Market Overview: NASDAQ 100 Emini Futures
The NASDAQ Emini futures weekly candlestick is a big outside bear bar closing on its low well below the monthly EMA (good for the bears). This is the first time since May 2021 that there are three consecutive bear bars.
The week opened below last week’s low, then went above last week’s high before relentlessly selling off for the last two days of the week.
We are at an interesting point now – we are low enough in the trading range, that there should be buyers soon. At the same time, the bears are strong – they have almost completely reversed the bull leg in March. The three weekly bear bars are reasonably equal sized relative to each other such that there isn’t exhaustion (unlike the disparately sized bars in the bull leg of the trading range).
Bears selling here are confident they can sell more at the monthly EMA above, or at the high of this week and make money. Based on this, this bear leg down is stronger than the bull leg up in March. It is more likely that the market will go below the March low before going much above this week’s high.
At this point, the monthly bar is a big bear bar. The goal for the bulls next week is to close above the monthly EMA around 13700. If the bears close below the monthly EMA, it will be the first time since December 2018.
NASDAQ 100 Emini futures
The Weekly NASDAQ chart
- This week’s NASDAQ candlestick is a big outside bear bar closing on its low well below the monthly EMA.
- This week was expected to go below last week, and below the monthly EMA. The open questions were:
- Would the week close above the monthly EMA?
- Would it to be a doji bar with tails at the bottom?
- Would the bulls be able to avoid a 3rd consecutive bear bar?
- The answer to all the above was an emphatic “No”.
- At the same time, the tail at the top of the bar confirms trading range price action – the bulls who bought the low of the week of 3/21 and bought more lower (close of last week) made money.
- Given the above, bulls will buy the low of March, confident that if it breaks below it, they can buy lower and still make money.
- The bears want another strong bear bar, which would be a follow-through bar for the breakout below the monthly EMA.
- It now looks like the 1st leg down did not finish in January. Instead it’s possible the 1st leg was the March low, and we are now forming the 2nd leg, which is another reason why the market will likely go below the March low.
The Daily NASDAQ chart
- Friday’s candlestick on the daily NASDAQ chart was a big consecutive bear bar closing at its low. Last week was a tight trading range (TTR), and the first 3 days of this week continued that, before the last 2 big days which broke out below that range.
- It has been harder for Limit Order bulls to make money buying the prior lows on this bear leg – the bulls who bought the low of 4/1 or 4/7 have not made money. That may have contributed to the selloff in the last 2 days – those bulls finally gave up when the market couldn’t go above the TTR.

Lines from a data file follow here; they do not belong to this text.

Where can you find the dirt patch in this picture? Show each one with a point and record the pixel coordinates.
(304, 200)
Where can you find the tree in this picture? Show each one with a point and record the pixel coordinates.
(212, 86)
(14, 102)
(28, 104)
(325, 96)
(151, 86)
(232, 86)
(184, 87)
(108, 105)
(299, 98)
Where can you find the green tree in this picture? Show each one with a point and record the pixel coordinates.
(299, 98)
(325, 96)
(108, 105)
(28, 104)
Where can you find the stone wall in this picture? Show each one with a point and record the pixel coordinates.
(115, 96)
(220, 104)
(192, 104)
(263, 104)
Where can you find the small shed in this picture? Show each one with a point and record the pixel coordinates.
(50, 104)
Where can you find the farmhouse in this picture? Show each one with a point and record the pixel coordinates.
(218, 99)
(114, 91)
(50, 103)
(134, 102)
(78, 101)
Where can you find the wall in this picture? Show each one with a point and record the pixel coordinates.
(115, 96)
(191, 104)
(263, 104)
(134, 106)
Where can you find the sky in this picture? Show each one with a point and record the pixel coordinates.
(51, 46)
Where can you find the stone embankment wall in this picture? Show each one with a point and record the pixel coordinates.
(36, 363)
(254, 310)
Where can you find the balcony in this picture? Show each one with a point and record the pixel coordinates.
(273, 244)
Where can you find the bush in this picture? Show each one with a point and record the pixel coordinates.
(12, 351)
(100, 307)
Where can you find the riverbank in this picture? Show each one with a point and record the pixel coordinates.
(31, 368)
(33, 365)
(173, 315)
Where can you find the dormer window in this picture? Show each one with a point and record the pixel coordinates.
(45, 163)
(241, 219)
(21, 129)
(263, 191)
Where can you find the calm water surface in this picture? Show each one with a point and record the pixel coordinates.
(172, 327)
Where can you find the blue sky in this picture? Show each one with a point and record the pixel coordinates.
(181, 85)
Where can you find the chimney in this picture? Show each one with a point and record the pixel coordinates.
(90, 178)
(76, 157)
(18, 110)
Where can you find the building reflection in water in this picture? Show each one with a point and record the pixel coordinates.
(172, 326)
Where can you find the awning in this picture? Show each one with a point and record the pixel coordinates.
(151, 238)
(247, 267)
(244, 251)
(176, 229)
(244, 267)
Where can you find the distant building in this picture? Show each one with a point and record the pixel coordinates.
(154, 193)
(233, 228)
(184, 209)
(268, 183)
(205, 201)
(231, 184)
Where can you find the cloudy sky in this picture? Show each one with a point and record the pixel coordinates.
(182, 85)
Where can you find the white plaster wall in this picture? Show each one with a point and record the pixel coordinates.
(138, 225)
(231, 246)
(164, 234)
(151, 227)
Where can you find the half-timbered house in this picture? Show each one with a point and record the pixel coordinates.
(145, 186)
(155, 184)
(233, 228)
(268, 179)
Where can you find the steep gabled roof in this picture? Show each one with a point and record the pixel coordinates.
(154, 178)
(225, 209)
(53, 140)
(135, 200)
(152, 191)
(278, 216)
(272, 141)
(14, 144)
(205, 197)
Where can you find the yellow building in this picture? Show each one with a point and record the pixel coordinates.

- The market is almost at the measured move (MM) target of the range of the TTR.
- The bear leg does not look like a wedge – rather than this being the 3rd leg, it looks more like the 2nd leg. Given the two big bear days this week, there should be another leg down.
- The market is almost at the bottom of the spike from mid-March. There should be buyers at the bottom of that spike, confident that even if the market goes below it, they should make money.
- The pullback from the spike in March has been deep that its not clear how big the 2nd leg of the spike will be.
- The case for the market making the right shoulder of an inverse head & Shoulders (shown in last week’s report) with neckline at 15178 has broken down.